I have 2 tables with columns (customer, position, product ,sales_cycle, call_count , cntry_cd , owner_cd , cr8) and I am facing some challenges as mentioned below Kindly please help me to fix this

My Requirement

I have 2 tables test.table1 and test.table2

I need to insert values form "test.table2" by doing an select with "test.table1". But I am facing a problem i.e. I am getting some duplicates while loading data to "test.table2"

I have totally 8 columns in both the table but while loading I need to take the highest rank of the column "call_count" with condition of unique values of these columns (customer, position, product ,sales_cycle)

Query what I tried

select 
distinct (customer, position, product ,sales_cycle), 
rank () over (order by call_count desc) rnk, 
cntry_cd, 
owner_cd, 
cr8 
from test.table1 
where rnk=1

I am facing few challenges in the above query (The database I am using is RedShift)

1.I can't do distinct for only few columns

2.The alias name "rnk" is not recognized in the where clause

Kindly please help me to fix this , Thanks


Solution

  • You can't use a column alias on the same level where it's introduced. You need to wrap the query in a derived table. The distinct as shown is useless as well if you use rank()

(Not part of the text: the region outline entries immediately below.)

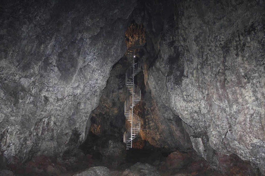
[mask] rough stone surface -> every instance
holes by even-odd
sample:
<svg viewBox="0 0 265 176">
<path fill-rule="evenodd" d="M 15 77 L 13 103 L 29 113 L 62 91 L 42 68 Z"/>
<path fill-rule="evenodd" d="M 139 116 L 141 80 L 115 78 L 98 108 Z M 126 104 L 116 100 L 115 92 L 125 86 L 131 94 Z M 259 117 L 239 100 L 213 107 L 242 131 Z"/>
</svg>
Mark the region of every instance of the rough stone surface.
<svg viewBox="0 0 265 176">
<path fill-rule="evenodd" d="M 0 175 L 2 176 L 14 176 L 11 171 L 8 170 L 0 170 Z"/>
<path fill-rule="evenodd" d="M 93 167 L 73 176 L 105 176 L 110 175 L 111 171 L 104 166 Z"/>
<path fill-rule="evenodd" d="M 152 97 L 179 116 L 212 167 L 222 170 L 216 152 L 233 154 L 264 172 L 264 2 L 146 4 Z"/>
<path fill-rule="evenodd" d="M 167 158 L 166 166 L 171 169 L 183 168 L 190 162 L 188 160 L 188 158 L 187 154 L 179 151 L 171 153 Z"/>
<path fill-rule="evenodd" d="M 76 147 L 126 50 L 133 0 L 2 1 L 0 151 L 8 163 Z"/>
<path fill-rule="evenodd" d="M 123 172 L 122 176 L 140 176 L 148 175 L 158 176 L 160 175 L 156 168 L 149 164 L 137 163 L 129 169 Z"/>
</svg>

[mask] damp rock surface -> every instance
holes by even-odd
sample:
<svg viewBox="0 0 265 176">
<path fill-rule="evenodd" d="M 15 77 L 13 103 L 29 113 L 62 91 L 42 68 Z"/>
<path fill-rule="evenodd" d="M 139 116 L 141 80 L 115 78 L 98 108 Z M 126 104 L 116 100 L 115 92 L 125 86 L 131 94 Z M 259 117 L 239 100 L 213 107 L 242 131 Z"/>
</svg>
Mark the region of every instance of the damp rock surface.
<svg viewBox="0 0 265 176">
<path fill-rule="evenodd" d="M 109 175 L 110 171 L 104 166 L 90 168 L 82 172 L 75 174 L 73 176 L 105 176 Z"/>
<path fill-rule="evenodd" d="M 123 173 L 122 176 L 140 176 L 160 175 L 156 168 L 147 163 L 137 163 L 132 166 L 130 168 L 126 169 Z"/>
<path fill-rule="evenodd" d="M 147 3 L 145 79 L 212 167 L 223 170 L 217 154 L 232 154 L 264 173 L 264 4 L 241 2 L 176 2 L 171 13 Z"/>
<path fill-rule="evenodd" d="M 8 163 L 78 147 L 135 1 L 2 1 L 0 151 Z"/>
</svg>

    select customer, position, product, sales_cycle, 
           cntry_cd, owner_cd, cr8 
    from (
      select customer, position, product, sales_cycle, 
             cntry_cd, owner_cd, cr8,
             rank () over (order by call_count desc) rnk
      from test.table1 
    ) t 
    where rnk=1;
    

    The derived table adds no overhead to the processing time. In this case it is merely syntactic sugar to allow you to reference the column alias.